Hiring local individuals is part of FEMA’s overall recovery strategy.
“Local hires bring a great deal to the table,” said Federal Coordinating Officer Albert Lewis. “They have community insight and valuable work experience. Putting local people to work is an important part of FEMA’s impact on the local economy. Our goal is for Connecticut residents to make up 10 percent of our workforce.”
Connecticut hires are working throughout FEMA’s operations, including Individual Assistance, Public Assistance, Travel and Human Resources, Environmental and Historic Preservation, Logistics, Information Technology, External Affairs, Intergovernmental Affairs, the National Flood Insurance Program, Mitigation and the switchboard.
FEMA is still hiring in Connecticut. Interested job seekers should contact their local unemployment office or go to the Connecticut Department of Labor website www.connecticut.us.jobs. Type “FEMA” and “Windsor, CT” in the search boxes at the top of the page. A list of available local hire jobs will result.
Applicants must be fingerprinted and pass an FBI background investigation as part of the process.

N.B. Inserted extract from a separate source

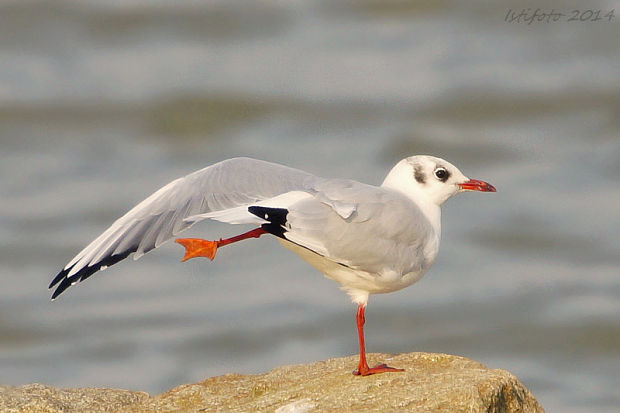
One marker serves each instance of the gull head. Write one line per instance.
(424, 177)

Most FEMA workers are reservists — a cadre of on-call, trained employees who travel to a disaster location, complete their deployments and then return home. As reservists go home, the local hires keep recovery efforts going.

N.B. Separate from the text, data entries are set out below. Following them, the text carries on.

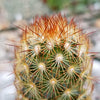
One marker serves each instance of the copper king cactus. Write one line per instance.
(52, 61)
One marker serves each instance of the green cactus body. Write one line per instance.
(52, 61)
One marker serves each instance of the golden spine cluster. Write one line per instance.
(52, 61)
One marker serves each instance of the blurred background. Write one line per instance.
(21, 12)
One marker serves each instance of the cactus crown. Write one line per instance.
(52, 61)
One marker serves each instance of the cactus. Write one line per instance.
(52, 61)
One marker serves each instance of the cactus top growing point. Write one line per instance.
(52, 61)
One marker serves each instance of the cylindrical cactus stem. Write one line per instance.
(52, 61)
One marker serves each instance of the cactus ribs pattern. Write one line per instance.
(52, 61)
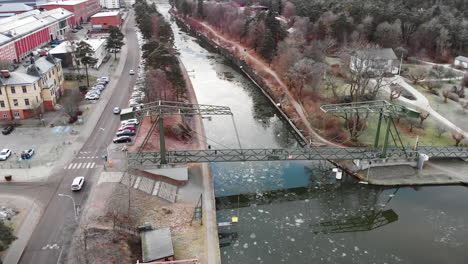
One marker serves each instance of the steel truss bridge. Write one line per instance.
(385, 110)
(239, 155)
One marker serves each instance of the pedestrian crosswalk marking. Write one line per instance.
(80, 165)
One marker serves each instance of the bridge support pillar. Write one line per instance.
(387, 133)
(162, 142)
(421, 160)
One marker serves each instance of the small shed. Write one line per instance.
(461, 61)
(156, 245)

Clarigsa Echandy of East Hartford is working as a travel specialist helping reservists file expense reports. She “always wanted to work for the federal government, especially FEMA.”
“FEMA helps people when they need it most,” Echandy said. “And it’s nice to see how the reservists help each other as well the survivors out in the community. It’s like family.”
Portland, Conn., resident Sam Palfrey, who spent his career in financial service operations, is training as a Private Sector specialist. A relatively new program, Private Sector focuses on businesses, trade associations, academia and other non-governmental agencies as partners in preparedness, response and recovery efforts.
“It’s important to reach out to the business community,” Palfrey said. “One of our goals is to help business people understand what FEMA is doing and the importance of getting recovery messages out to their employees.”